On the weekend, Trade and Industry Minister Rob Davies and Energy Minister Dikobe Martins launched two key projects at Coega.

What’s happening here?

The truth is that Eastern Cape is trying to build an economy that creates jobs without hinging on mineral resources.

Manufacturing is what Africa’s economies are lacking. They depend too much, perhaps solely, on extractive industries. But what happens when the oil dries up, when the platinum runs out?

The key for this continent is to create real, sustainable jobs and industries. Eastern Cape’s MEC for economic development, Mcebisi Jonas, is already speaking of the implementation of two special economic zones on the Wild Coast and Mthatha area.

Gordhan, in his budget speech, allocated money to developing these zones, saying: “Manufacturing development incentives are allocated R10.3-billion over the next three years, in addition to tax relief through incentive programmes. Special economic zones are allocated R3.6-billion to promote value-added exports and generate jobs in economically disadvantaged parts of the country.”

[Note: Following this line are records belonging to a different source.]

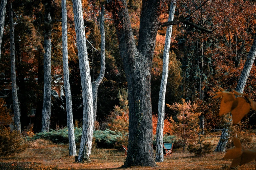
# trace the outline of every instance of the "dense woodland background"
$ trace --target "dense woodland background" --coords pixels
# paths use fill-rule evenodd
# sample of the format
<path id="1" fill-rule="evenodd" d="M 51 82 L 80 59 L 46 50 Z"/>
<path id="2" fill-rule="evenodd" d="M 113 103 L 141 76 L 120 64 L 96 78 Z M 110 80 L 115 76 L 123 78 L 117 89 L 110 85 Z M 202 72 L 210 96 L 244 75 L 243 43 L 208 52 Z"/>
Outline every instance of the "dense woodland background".
<path id="1" fill-rule="evenodd" d="M 40 80 L 43 78 L 42 67 L 44 52 L 44 8 L 43 1 L 16 0 L 12 3 L 16 15 L 14 17 L 15 53 L 22 128 L 29 124 L 27 115 L 30 114 L 32 107 L 36 108 L 36 115 L 42 112 L 40 109 L 42 110 L 43 105 L 43 83 Z M 99 73 L 100 64 L 98 51 L 100 36 L 98 21 L 100 5 L 99 2 L 95 1 L 82 1 L 87 38 L 98 50 L 96 51 L 87 44 L 91 78 L 95 80 Z M 51 72 L 53 83 L 57 79 L 63 79 L 63 73 L 61 23 L 58 21 L 61 18 L 61 1 L 55 1 L 51 3 L 51 10 L 55 15 L 53 18 L 56 20 L 52 24 Z M 141 3 L 140 1 L 131 0 L 128 3 L 136 40 L 138 36 Z M 180 1 L 177 3 L 175 20 L 186 17 L 202 27 L 216 30 L 210 34 L 182 22 L 173 25 L 166 103 L 171 105 L 180 102 L 181 98 L 190 99 L 199 105 L 198 109 L 204 115 L 206 128 L 221 129 L 219 125 L 223 120 L 217 116 L 218 103 L 213 102 L 211 98 L 219 87 L 227 90 L 235 88 L 255 35 L 255 3 L 250 1 L 210 1 L 207 5 L 198 10 L 196 9 L 200 6 L 200 1 Z M 81 84 L 72 2 L 67 1 L 67 4 L 69 64 L 74 120 L 79 121 L 82 118 Z M 169 7 L 167 5 L 165 6 L 161 11 L 161 21 L 166 21 Z M 111 18 L 111 15 L 107 11 L 105 17 Z M 0 63 L 0 72 L 2 73 L 0 85 L 2 90 L 10 86 L 11 81 L 8 15 L 6 15 L 5 20 Z M 105 21 L 106 71 L 99 88 L 97 111 L 97 120 L 100 123 L 104 121 L 115 105 L 119 105 L 117 97 L 119 90 L 122 87 L 127 88 L 114 26 L 113 21 Z M 166 28 L 163 27 L 158 32 L 151 70 L 152 109 L 154 115 L 157 113 L 165 30 Z M 199 59 L 196 54 L 197 43 L 200 54 Z M 197 64 L 198 59 L 201 65 Z M 244 91 L 254 100 L 256 99 L 255 74 L 254 65 Z M 38 81 L 35 80 L 36 78 Z M 203 100 L 199 100 L 200 79 Z M 11 105 L 11 94 L 8 95 L 6 99 L 8 101 L 7 104 Z M 57 124 L 65 126 L 67 123 L 65 98 L 52 97 L 51 127 L 53 128 Z M 175 117 L 176 113 L 166 107 L 166 116 Z M 243 121 L 247 123 L 247 125 L 254 128 L 255 119 L 255 113 L 251 112 Z M 36 129 L 36 131 L 39 130 Z"/>
<path id="2" fill-rule="evenodd" d="M 1 5 L 6 2 L 2 0 Z M 155 166 L 153 149 L 155 145 L 155 161 L 162 162 L 163 158 L 158 160 L 158 156 L 163 157 L 162 139 L 159 139 L 163 135 L 164 143 L 175 141 L 177 148 L 183 147 L 183 151 L 186 149 L 196 155 L 199 150 L 201 155 L 212 150 L 215 144 L 204 142 L 209 132 L 223 129 L 215 151 L 225 151 L 227 145 L 230 146 L 230 134 L 237 137 L 237 132 L 243 145 L 247 137 L 255 135 L 255 1 L 128 0 L 127 7 L 123 6 L 126 2 L 67 0 L 66 5 L 61 0 L 7 1 L 9 14 L 0 15 L 5 17 L 0 63 L 0 95 L 4 99 L 0 99 L 2 136 L 9 133 L 10 139 L 16 135 L 4 126 L 11 122 L 9 113 L 14 113 L 14 122 L 19 125 L 20 111 L 21 125 L 15 128 L 26 136 L 22 137 L 27 144 L 33 145 L 30 140 L 36 142 L 39 138 L 48 138 L 54 142 L 67 143 L 67 136 L 63 136 L 68 131 L 69 155 L 76 155 L 79 146 L 76 143 L 81 140 L 76 161 L 83 162 L 90 160 L 95 143 L 98 147 L 120 149 L 122 144 L 128 145 L 128 138 L 130 151 L 125 163 L 128 167 Z M 170 25 L 172 27 L 168 27 Z M 170 29 L 171 44 L 167 50 L 165 35 Z M 159 94 L 164 96 L 160 86 L 166 72 L 166 51 L 169 72 L 165 101 L 163 98 L 166 104 L 162 112 L 163 134 L 157 125 L 161 123 L 159 118 L 162 116 Z M 65 56 L 68 57 L 68 68 L 66 60 L 62 61 Z M 249 73 L 247 81 L 241 73 L 244 65 L 250 67 L 247 63 L 251 58 L 254 64 L 250 72 L 249 68 L 243 71 Z M 14 62 L 15 65 L 11 65 Z M 69 86 L 68 72 L 70 90 L 64 88 Z M 246 83 L 244 89 L 241 84 L 243 81 Z M 59 96 L 60 87 L 63 95 L 51 95 L 51 84 L 52 93 L 55 91 Z M 224 91 L 234 89 L 247 94 L 234 92 L 235 96 Z M 216 93 L 220 91 L 222 92 Z M 220 109 L 221 99 L 212 98 L 215 94 L 223 97 Z M 70 96 L 72 105 L 68 101 Z M 251 110 L 244 97 L 250 102 Z M 247 108 L 237 112 L 236 109 L 242 106 Z M 242 115 L 246 115 L 237 124 L 241 119 L 236 120 L 233 126 L 231 117 L 219 116 L 219 113 L 230 112 L 233 121 L 237 119 L 235 113 L 241 114 L 241 119 Z M 182 131 L 183 134 L 178 134 Z M 114 139 L 110 141 L 112 139 L 109 141 L 106 136 Z M 237 140 L 234 138 L 234 145 L 241 152 Z M 195 147 L 198 144 L 200 148 Z M 158 152 L 159 149 L 161 153 Z M 142 158 L 144 150 L 148 149 L 148 155 Z M 253 154 L 256 158 L 256 152 Z"/>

The narrative about Africa’s growth needs to move from applauding rising GDP figures to asking about where the jobs are, where the manufacturing is.

In Eastern Cape last week, I began to see glimpses of what could be a more prosperous future for the region as it attempts to industrialise.

This is a good beginning. Both Coega and the East London IDZ took too long to come to fruition. I sincerely hope that launching the new special economic zones will happen far faster. We need them.